#Track 9: Leaves

420 64 46
                                    

But how can I try to hide
When every breath and every hour
I still end up thinking of you
And in the end everything we have makes it worth the fight
So I will hold on for as long

From waves overgrown come the calmest of seas
And all will be alright in time
Ohh, you never really love someone until you learn to forgive

Leaves by Ben&Ben

Jinyoung terbangun ketika alarm ponselnya berbunyi. Diraihnya ponsel yang tergeletak di atas meja, ia mematikan alarm dengan menekan satu tombol, lalu bangun dengan posisi terduduk di atas tempat tidurnya.

Tempat tidur itu terasa lebih besar dari biasanya, dan selimut tebal yang terpasang di atasnya juga tidak bisa menyelamatkannya dari dingin ruangan. Nayeon tidak tidur di sini tadi malam, tidak seperti malam-malam sebelumnya saat kekasihnya itu menginap dan tidur di pelukannya hingga matahari terbit. Mungkin karena itu Jinyoung merasa ada yang berbeda pagi ini.
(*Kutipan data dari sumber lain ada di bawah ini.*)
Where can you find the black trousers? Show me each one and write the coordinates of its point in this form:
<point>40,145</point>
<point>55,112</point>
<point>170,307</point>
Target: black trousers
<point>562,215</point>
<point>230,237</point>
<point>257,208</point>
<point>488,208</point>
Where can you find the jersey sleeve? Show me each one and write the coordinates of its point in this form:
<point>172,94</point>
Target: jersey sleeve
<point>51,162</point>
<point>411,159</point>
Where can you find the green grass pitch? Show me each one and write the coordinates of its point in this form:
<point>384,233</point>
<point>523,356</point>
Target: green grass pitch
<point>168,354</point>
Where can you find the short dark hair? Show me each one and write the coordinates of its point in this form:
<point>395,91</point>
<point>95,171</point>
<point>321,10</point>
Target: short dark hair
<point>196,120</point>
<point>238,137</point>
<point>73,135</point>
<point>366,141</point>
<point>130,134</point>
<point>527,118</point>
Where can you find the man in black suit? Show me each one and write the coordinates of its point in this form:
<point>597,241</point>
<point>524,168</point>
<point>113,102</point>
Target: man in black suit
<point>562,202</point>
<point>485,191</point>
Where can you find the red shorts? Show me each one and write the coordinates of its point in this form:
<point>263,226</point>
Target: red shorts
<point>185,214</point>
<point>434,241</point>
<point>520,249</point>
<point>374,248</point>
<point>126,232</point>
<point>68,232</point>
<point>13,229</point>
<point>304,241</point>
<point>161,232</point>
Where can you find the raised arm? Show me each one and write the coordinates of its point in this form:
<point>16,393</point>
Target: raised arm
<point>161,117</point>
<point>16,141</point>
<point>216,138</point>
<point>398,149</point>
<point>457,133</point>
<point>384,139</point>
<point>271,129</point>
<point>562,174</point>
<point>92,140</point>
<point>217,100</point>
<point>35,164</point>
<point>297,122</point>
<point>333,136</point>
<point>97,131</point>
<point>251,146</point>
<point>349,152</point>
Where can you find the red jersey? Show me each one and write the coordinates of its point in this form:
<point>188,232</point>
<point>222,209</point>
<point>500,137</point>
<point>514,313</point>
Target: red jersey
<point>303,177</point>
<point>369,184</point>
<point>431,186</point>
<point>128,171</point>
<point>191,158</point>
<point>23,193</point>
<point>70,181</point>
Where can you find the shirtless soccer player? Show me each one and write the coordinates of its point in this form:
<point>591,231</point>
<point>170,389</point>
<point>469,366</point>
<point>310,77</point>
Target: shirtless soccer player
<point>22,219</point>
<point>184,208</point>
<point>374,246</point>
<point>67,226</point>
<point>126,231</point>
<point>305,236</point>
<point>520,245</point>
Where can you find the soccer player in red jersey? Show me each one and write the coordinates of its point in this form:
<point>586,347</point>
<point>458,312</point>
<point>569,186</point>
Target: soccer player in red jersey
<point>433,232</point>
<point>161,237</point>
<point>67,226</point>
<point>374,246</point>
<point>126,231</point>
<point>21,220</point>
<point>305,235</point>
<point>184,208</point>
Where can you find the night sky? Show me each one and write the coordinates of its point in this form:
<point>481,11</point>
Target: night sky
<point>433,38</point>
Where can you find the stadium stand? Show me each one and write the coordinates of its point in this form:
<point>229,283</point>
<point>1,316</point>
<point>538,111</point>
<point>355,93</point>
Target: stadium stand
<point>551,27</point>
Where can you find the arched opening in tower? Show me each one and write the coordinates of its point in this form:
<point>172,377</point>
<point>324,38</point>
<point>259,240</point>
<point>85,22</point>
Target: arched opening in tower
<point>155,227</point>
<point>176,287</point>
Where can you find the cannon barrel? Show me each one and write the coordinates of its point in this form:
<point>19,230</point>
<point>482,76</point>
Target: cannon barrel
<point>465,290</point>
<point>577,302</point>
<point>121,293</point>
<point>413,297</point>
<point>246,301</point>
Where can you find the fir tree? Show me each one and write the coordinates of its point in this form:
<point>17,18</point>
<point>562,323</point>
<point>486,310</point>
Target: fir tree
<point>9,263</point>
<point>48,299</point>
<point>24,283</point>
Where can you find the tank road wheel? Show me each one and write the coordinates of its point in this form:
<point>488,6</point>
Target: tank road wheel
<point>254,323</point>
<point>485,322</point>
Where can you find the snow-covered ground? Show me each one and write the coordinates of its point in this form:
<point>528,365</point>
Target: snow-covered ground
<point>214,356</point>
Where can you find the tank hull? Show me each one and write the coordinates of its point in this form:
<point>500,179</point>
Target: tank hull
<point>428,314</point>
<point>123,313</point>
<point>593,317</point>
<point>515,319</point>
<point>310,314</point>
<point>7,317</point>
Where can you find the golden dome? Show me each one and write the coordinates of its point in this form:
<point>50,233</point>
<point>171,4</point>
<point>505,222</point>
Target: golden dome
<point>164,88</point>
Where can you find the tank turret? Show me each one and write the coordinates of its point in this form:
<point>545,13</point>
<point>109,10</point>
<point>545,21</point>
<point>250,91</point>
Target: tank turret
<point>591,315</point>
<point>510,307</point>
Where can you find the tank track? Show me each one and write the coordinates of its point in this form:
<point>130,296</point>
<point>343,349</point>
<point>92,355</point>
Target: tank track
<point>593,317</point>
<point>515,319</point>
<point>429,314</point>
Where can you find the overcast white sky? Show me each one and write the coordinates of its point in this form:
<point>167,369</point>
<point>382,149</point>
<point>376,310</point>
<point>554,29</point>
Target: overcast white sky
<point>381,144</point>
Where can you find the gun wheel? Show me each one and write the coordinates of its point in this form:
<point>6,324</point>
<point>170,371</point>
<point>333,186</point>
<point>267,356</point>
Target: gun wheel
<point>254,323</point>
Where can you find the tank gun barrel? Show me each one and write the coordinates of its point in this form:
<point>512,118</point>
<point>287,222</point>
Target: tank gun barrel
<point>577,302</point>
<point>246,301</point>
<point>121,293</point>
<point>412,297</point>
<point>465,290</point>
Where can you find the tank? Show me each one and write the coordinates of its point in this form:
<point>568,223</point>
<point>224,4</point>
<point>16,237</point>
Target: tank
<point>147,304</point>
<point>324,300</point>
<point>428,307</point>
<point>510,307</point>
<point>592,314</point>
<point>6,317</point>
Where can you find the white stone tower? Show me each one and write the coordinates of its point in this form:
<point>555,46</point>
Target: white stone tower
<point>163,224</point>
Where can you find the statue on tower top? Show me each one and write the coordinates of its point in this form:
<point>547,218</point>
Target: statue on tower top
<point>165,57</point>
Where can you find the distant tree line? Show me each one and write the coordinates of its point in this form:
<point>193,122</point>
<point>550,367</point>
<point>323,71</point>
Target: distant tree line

Sedikit lagi, sedikit lagi. Jinyoung berusaha menghibur dirinya sendiri dengan cara mengingatkan dirinya sendiri bahwa Nayeon berjanji akan menyelesaikan hubungannya dengan Minhyuk kemarin. Tapi sampai sekarang, tidak ada kabar dari gadis itu. Apakah semuanya berjalan lancar? Apa mereka sudah putus? Kalau iya, bolehkah Jinyoung merasa bahagia karena Nayeon akhirnya kembali jadi miliknya seutuhnya, atau haruskah ia merasa bersalah pada Minhyuk?

Harusnya ia tidak bangun sepagi ini, Jinyoung menggerutu dalam hati. Bangun pagi berarti ia harus berurusan dengan pikiran-pikirannya lebih lama, apalagi Nayeon tidak ada di sini untuk menenangkan atau mengalihkan perhatiannya. Ia hanya benci mendengarkan suara-suara yang berasal dari pikirannya sendiri, yang justru akan membuatnya semakin terpuruk dan khawatir.

Bagaimana kalau Nayeon tidak memilihnya? Bagaimana kalau Nayeon ternyata sadar bahwa Minhyuk lebih baik daripada dirinya? Bagaimana kalau suatu hari Nayeon terbangun dari tidurnya dan teringat tentang apa yang Jinyoung lakukan pada gadis itu dulu—lantas membuatnya menyesali keputusan mereka beberapa bulan terakhir ini?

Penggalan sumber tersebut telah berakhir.